As defined by Investopedia, the federal funds rate is the rate at which a depository institution lends funds to another depository institution overnight, and is only applicable to the most creditworthy institutions when they borrow and lend overnight funds to each other. The rate is used as a benchmark for all other lending institutions as well as all investment vehicles which offer interest as an incentive to invest.
While the rate is usually maintained between 2 and 5 percent, it rose to 20 percent during the inflationary years of 1979-1980. When the first 21st century recession hit in 2001, the rate dropped to 1.0 percent, but rose again to 5.25 by 2005. In response to the 2008 Great Recession, when banks were failing and the federal government offered the largest institutions a bailout, the rate dropped to 0.25 percent, which is considered effectively a 0 percent rate.
With the economy slowly improving since the Great Recession, the federal fund rate was bumped up to 0.5 in December of 2015, bumped again to 0.75 in December of 2016 and then to 1.0 in march of 2017. Federal Reserve chairman Janet Yellen has suggested that a continued stable economy could prompt more increases in 2017.
While the historically low interest rate made loan rates attractive for the purposes of buying homes or automobiles, it also made the rate for investment profits in fixed income products low. When the Fed holds its quarterly meetings during which it announces any changes in the federal fund rate, the U.S. economy holds its collective breath, because a change in the rate creates a change up and down the investment food change.
And yet, investors do not express much thought or concern over the federal fund rate.
In Spectrem’s quarterly wealth segmentation series study Financial Behaviors and the Investor’s Mindset, only 38 percent of Millionaires with a net worth between $1 million and $5 million say they have discussed with their financial advisor what do when interest rates change. While the response begs the question as to whether the advisor or the investor brought up the topic, the fact that less than half of Millionaires have had the conversation at all is noteworthy.
(Among Ultra High Net Worth investors with a net worth between $5 million and $25 million, the percentage climbs to 50 percent. Still, that’s half the wealth segment that has not had the conversation about interest rates and their effect on investments).
There are investors for whom a change in the interest rate will have minimal effect upon their overall portfolio of investments, but for those investors who stand to be seriously affected, advisors need to make contact and suggest the changes that will most benefit those investors. Likewise, if an investor is known to have plans that require taking out a major loan (home buying or other new liability), advisors should make suggestions that can reduce the cost of the loan.
The Spectrem study looks at the question of interest rates from both angles. Among Millionaires, 57 percent express concern over the low savings interest rate they receive, while only 34 percent express concern over an increase in interest rates. Perhaps the difference is between those who are expecting to benefit from interest rates as opposed to those who must pay interest rates on loans.

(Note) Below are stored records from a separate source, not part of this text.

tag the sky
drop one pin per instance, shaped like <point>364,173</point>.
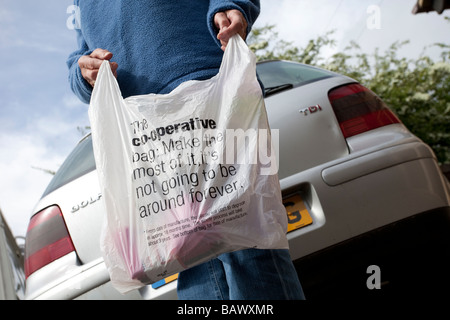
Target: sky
<point>39,115</point>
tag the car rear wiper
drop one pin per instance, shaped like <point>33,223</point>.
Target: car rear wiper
<point>272,90</point>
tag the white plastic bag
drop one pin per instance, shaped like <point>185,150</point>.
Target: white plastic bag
<point>185,176</point>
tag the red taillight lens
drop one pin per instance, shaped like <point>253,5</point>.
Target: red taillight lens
<point>47,239</point>
<point>359,110</point>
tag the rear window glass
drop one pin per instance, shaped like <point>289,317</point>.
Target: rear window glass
<point>277,73</point>
<point>79,162</point>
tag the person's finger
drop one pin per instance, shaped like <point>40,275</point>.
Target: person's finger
<point>238,25</point>
<point>221,21</point>
<point>101,54</point>
<point>87,62</point>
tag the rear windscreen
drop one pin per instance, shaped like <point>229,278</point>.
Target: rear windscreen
<point>79,162</point>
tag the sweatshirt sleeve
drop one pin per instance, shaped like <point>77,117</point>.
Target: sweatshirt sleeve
<point>78,84</point>
<point>249,8</point>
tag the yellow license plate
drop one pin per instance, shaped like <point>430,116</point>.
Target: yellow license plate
<point>298,215</point>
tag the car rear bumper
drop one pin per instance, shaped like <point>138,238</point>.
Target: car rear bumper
<point>413,256</point>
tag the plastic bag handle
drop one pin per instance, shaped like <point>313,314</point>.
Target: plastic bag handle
<point>238,58</point>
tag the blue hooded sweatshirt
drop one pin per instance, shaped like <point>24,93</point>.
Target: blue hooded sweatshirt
<point>158,44</point>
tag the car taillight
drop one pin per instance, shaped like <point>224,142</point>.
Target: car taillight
<point>47,239</point>
<point>359,110</point>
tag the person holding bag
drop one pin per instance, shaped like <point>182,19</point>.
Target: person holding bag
<point>157,45</point>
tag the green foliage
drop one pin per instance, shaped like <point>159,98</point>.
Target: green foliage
<point>417,90</point>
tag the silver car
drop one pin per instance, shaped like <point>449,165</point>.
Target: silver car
<point>12,276</point>
<point>367,205</point>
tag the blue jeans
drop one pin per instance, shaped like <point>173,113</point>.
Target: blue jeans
<point>251,274</point>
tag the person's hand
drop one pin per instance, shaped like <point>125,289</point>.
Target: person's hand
<point>90,64</point>
<point>229,23</point>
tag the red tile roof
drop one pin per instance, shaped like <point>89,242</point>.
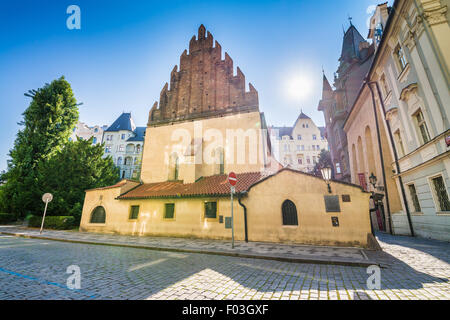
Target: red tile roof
<point>121,183</point>
<point>207,186</point>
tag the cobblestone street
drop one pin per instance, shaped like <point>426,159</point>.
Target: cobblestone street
<point>36,269</point>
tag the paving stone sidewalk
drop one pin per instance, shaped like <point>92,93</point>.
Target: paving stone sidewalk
<point>259,250</point>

In both cases, the percentage of those concerned was significantly lower than in 2016, perhaps indicating that the anticipated rise in federal interest rates to a more normal level decreases concern over the issue nationally.
There is yet another angle to the interest rate story, and that involves retirement funds. Many investors aim to invest in products that will produce income upon retirement, and that amount of income is determined by the current interest rate offered by investment firms. When the interest rate is low, as it has been for almost a decade, it negatively affects the income retirees will receive.
While Millionaires in general expressed a low level of concern about their retirement funds being depleted too early in their retirement, 41 percent of Millionaires said the low interest rate on savings and other forms of retirement income was the reason they had concern over failing to have enough money in retirement.
Top Takeaways for Advisors
Financial advisor and providers watch the federal interest rate debate like hawks. They should keep investor apprised about the concerns they have and how it will affect investments going forward.
Since interest rates are increased on a quarterly schedule, advisors can plan their meetings with investors and present their advice accordingly so that any interest rate increase comes as an expected outcome rather than as a surprise.